Caminó por el pasillo sin quitarle los ojos de encima a su compañera de taquilla, que parecía tener algún tipo de problema con el candado. Lo agitaba y tiraba de él tan frustrada que no se percató de que él se había detenido a su lado. Abrió la suya, sacó un par de libros de su mochila y los dejó dentro. La oía maldecir y forcejear, y sin querer se encontró a sí mismo sonriendo. De repente, la taquilla de ella se abrió con uno de aquellos tirones, con tanta fuerza que le golpeó en la cara.
—¡Ay, Dios, lo siento! —exclamó Abby—. ¿Te he hecho daño? ¿Estás bien?
Se quedó de piedra cuando el chico se quitó la mano de la cara y pudo ver a quién había golpeado. Que él prácticamente la asesinara con la mirada no ayudó a que la situación mejorase, y a punto estuvo de darse la vuelta y salir corriendo.
—Lo siento mucho, es que no sé qué le pasa a este candado, se atasca, he tirado y... no lo he hecho a propósito, de verdad, ¿estás bien? —se disculpó Abby, intentando que no le temblara la voz. Tenerlo cerca la ponía al borde del infarto. Por un lado le daba miedo y por otro, hacía que su estómago se encogiera con millones de mariposas.
Nathan apretó los dientes y un destello airado iluminó sus ojos negros como la obsidiana.
—¿Lo haces a propósito? —le preguntó con mal carácter.
—¿El qué? —preguntó ella a su vez, confundida.

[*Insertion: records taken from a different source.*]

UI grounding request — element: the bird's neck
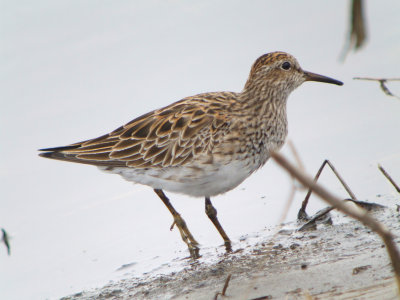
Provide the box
[239,88,289,123]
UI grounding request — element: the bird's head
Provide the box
[244,52,343,98]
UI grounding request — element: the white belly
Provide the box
[99,160,257,197]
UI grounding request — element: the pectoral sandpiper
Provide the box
[40,52,343,258]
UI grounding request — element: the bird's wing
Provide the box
[40,94,233,168]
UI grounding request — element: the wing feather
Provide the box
[41,93,234,168]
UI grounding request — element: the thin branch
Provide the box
[271,152,400,291]
[0,228,11,255]
[378,165,400,193]
[353,77,400,99]
[340,0,367,61]
[297,159,357,220]
[214,274,232,300]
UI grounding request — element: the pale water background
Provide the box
[0,0,400,300]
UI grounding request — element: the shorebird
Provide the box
[40,52,343,258]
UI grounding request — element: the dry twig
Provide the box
[353,77,400,99]
[0,228,11,255]
[271,152,400,291]
[341,0,367,61]
[297,159,357,220]
[214,274,232,300]
[378,165,400,193]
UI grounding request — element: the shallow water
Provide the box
[0,1,400,299]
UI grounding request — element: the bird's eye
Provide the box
[281,61,291,71]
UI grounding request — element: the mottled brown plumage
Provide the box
[40,52,342,257]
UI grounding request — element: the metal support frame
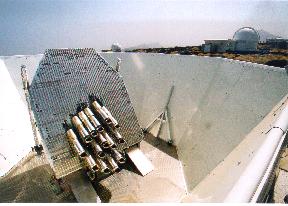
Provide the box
[144,85,174,145]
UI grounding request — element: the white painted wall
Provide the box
[2,53,288,191]
[101,53,288,190]
[0,59,34,176]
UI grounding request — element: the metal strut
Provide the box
[21,65,43,154]
[144,85,174,145]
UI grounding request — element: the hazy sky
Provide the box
[0,0,288,55]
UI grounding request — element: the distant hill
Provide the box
[257,29,280,42]
[124,42,162,51]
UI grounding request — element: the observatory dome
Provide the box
[233,27,259,43]
[233,27,260,52]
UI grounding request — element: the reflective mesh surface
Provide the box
[30,49,143,178]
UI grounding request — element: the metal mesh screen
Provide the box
[30,49,143,178]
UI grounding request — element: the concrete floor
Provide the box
[273,148,288,203]
[94,134,186,203]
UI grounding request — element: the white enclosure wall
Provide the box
[0,53,288,191]
[101,53,288,191]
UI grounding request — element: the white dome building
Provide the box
[233,27,260,52]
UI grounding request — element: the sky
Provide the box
[0,0,288,56]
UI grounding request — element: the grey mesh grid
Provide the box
[30,49,144,178]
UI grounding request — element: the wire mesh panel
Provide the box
[30,49,143,177]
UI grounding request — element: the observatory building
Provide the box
[202,27,260,52]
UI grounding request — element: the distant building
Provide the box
[202,27,260,53]
[266,38,288,49]
[203,39,235,52]
[111,43,122,52]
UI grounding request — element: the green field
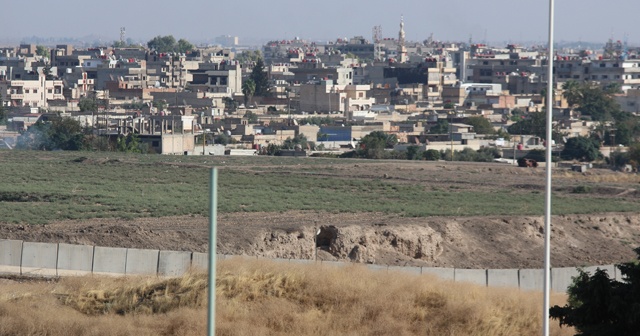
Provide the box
[0,151,640,224]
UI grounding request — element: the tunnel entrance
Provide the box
[316,225,338,250]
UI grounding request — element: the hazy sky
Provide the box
[0,0,640,45]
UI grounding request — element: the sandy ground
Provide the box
[0,159,640,268]
[0,211,640,268]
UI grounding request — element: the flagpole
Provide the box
[542,0,555,336]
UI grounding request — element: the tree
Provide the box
[78,98,98,112]
[562,80,582,109]
[464,117,496,134]
[549,248,640,336]
[282,134,309,149]
[429,118,451,134]
[509,108,525,122]
[0,93,7,125]
[424,149,440,161]
[407,146,424,160]
[250,58,269,97]
[111,41,127,48]
[235,50,262,63]
[560,136,600,161]
[147,35,195,53]
[223,97,238,112]
[116,133,142,153]
[572,83,620,121]
[357,131,398,159]
[244,111,258,124]
[627,143,640,168]
[242,78,256,106]
[36,45,49,57]
[175,39,196,54]
[151,100,168,111]
[16,117,85,150]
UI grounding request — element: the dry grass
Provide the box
[553,171,640,184]
[0,260,573,336]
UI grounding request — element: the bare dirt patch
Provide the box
[5,211,640,268]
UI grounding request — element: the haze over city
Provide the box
[0,0,640,44]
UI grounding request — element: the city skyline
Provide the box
[0,0,640,44]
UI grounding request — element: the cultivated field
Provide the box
[0,261,573,336]
[0,151,640,268]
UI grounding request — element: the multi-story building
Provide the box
[300,80,375,115]
[0,73,64,107]
[187,61,242,96]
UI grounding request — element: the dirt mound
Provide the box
[0,211,640,268]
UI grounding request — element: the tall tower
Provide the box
[120,27,126,46]
[398,15,407,63]
[373,25,382,61]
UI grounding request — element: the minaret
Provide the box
[398,15,407,63]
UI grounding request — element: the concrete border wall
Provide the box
[158,251,191,277]
[20,242,58,276]
[0,239,22,274]
[487,269,520,288]
[57,244,93,276]
[0,239,621,292]
[453,268,487,286]
[93,246,127,275]
[518,268,544,292]
[124,249,160,275]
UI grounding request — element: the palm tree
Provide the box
[242,79,256,106]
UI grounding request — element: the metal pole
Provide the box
[513,136,518,166]
[542,0,554,336]
[207,168,218,336]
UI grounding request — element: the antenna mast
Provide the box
[120,27,127,45]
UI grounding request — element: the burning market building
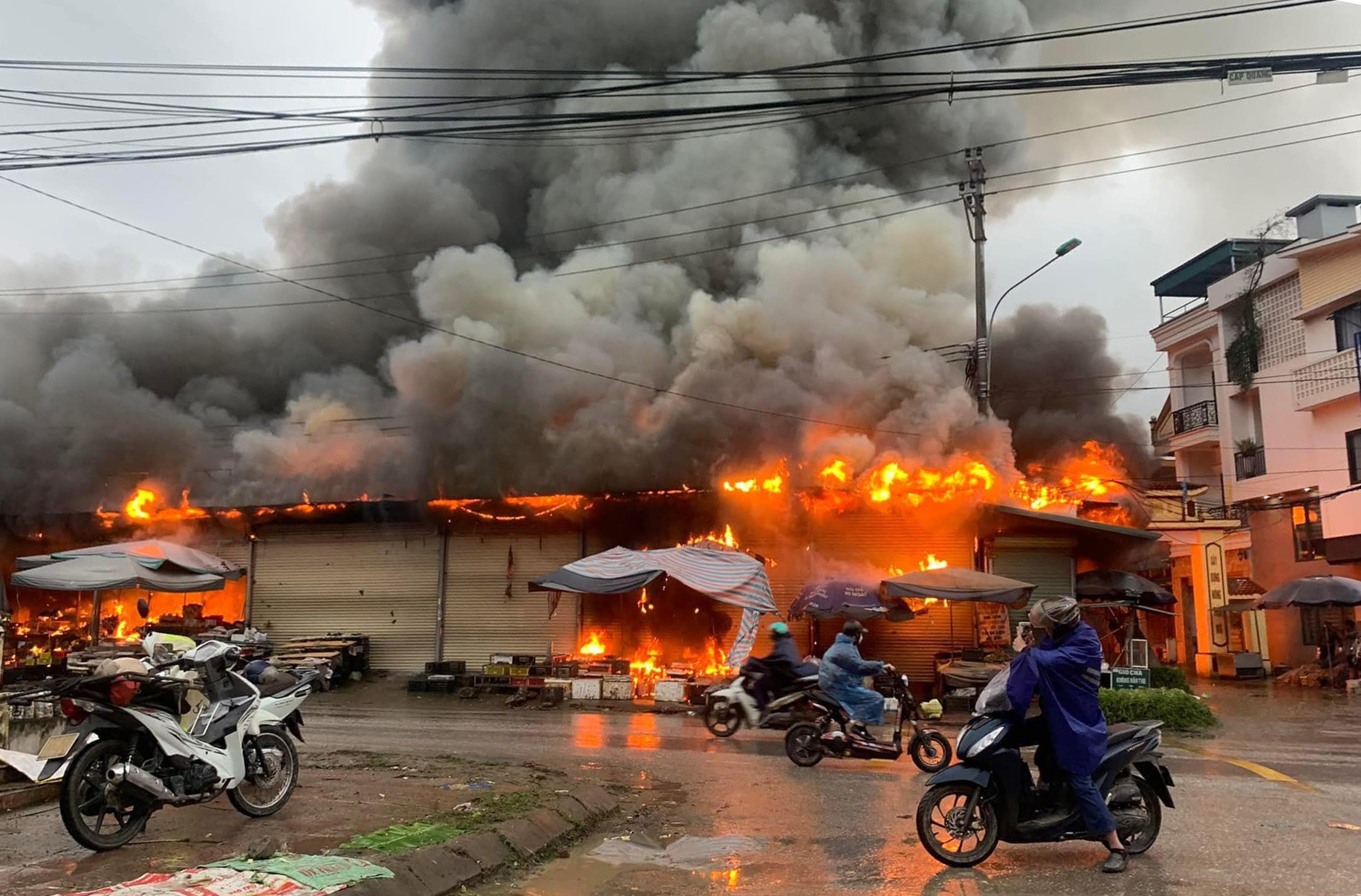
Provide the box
[0,445,1157,689]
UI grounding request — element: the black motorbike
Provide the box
[784,666,952,772]
[917,672,1173,868]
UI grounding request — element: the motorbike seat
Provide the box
[256,672,298,697]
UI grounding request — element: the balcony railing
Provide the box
[1198,504,1248,525]
[1290,348,1357,412]
[1172,399,1219,436]
[1233,445,1267,479]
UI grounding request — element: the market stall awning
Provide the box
[530,545,777,613]
[18,539,245,580]
[1075,569,1178,606]
[10,556,227,594]
[879,566,1034,603]
[1253,576,1361,610]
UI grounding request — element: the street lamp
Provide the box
[985,237,1082,410]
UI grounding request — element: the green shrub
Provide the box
[1101,688,1218,731]
[1149,666,1191,693]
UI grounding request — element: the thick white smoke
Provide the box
[0,0,1149,510]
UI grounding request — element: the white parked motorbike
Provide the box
[704,660,818,737]
[11,641,316,850]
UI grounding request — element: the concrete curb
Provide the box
[344,785,620,896]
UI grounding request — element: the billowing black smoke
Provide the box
[993,304,1149,471]
[0,0,1149,512]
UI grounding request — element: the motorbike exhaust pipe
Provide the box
[109,762,183,802]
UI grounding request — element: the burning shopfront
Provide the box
[5,445,1150,688]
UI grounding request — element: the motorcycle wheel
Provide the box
[784,721,823,768]
[59,741,152,852]
[704,700,741,737]
[227,729,298,819]
[917,782,999,868]
[1111,776,1163,855]
[908,731,954,772]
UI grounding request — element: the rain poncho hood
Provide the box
[818,634,883,724]
[1007,623,1106,775]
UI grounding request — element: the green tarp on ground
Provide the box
[207,855,392,891]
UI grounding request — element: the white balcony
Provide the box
[1290,348,1357,412]
[1169,399,1219,451]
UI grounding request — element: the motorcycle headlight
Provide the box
[964,724,1006,759]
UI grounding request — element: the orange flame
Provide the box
[723,460,790,494]
[917,554,950,572]
[677,525,741,549]
[577,632,604,656]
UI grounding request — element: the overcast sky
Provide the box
[0,0,1361,430]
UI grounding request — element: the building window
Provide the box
[1333,302,1361,351]
[1348,429,1361,484]
[1290,499,1323,561]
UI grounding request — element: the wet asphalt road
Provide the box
[306,685,1361,896]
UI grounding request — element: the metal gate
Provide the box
[252,523,440,672]
[444,533,581,661]
[991,538,1075,634]
[813,510,977,682]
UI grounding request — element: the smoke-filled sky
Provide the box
[0,0,1361,512]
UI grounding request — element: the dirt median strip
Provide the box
[345,785,620,896]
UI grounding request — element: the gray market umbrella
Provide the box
[1075,569,1178,606]
[10,556,227,592]
[879,566,1034,603]
[18,539,245,580]
[1252,576,1361,610]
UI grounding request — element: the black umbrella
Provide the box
[1075,569,1178,606]
[1252,576,1361,610]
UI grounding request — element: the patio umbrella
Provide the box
[1075,569,1178,606]
[18,538,245,587]
[790,580,915,623]
[10,556,227,594]
[1252,576,1361,610]
[879,566,1034,603]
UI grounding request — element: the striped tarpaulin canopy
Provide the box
[530,545,776,613]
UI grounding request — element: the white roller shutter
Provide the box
[991,539,1073,633]
[814,510,977,681]
[252,523,440,672]
[444,533,581,661]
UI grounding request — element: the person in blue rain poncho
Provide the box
[818,620,885,738]
[1007,598,1128,873]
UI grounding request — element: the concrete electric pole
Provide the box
[960,147,993,414]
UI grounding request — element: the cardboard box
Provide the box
[652,678,686,703]
[571,678,604,700]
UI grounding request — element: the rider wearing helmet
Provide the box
[1007,598,1128,873]
[818,620,885,738]
[756,623,818,712]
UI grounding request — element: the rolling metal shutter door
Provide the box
[993,548,1073,634]
[444,533,581,661]
[814,512,977,682]
[252,523,440,672]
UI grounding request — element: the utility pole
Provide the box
[960,147,993,415]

—Estropearme el paisaje cada vez que me doy la vuelta y te encuentro ahí —le espetó, cerró de un manotazo su taquilla y echó a andar hacia el aula.
Abby necesitó un segundo para volver a moverse. Un nudo en la garganta la ahogaba mientras intentaba contener las lágrimas, parpadeó para alejarlas; imposible. Echó a correr en dirección al baño, tan nerviosa que le temblaban las rodillas bajo el peso de su cuerpo. Pasó entre la gente sin detenerse, ni siquiera cuando Pamela, su compañera de pupitre, la llamó desde la puerta del aula. En aquel momento solo quería desaparecer. Se dijo que no debía importarle nada de lo que Nathan hiciera o dijera, pero no era así, le dolía que la tratara de aquella manera.
Nathan observó el pupitre vacío. Abby no había asistido a la primera clase y parecía que también iba a saltarse la segunda. Se encorvó sobre la mesa y escondió el rostro en sus manos, estaba seguro de que él tenía mucho que ver con esos novillos. Un segundo después de dejarla plantada frente a su taquilla, la había visto pasar corriendo hacia el baño. No estaba seguro, pero habría jurado que iba sollozando. De repente, algo parecido a la preocupación pulsaba en su interior, y no le gustó la sensación. ¿Qué demonios le ocurría con ella? Solo era una Blackwell, alguien a quien detestar.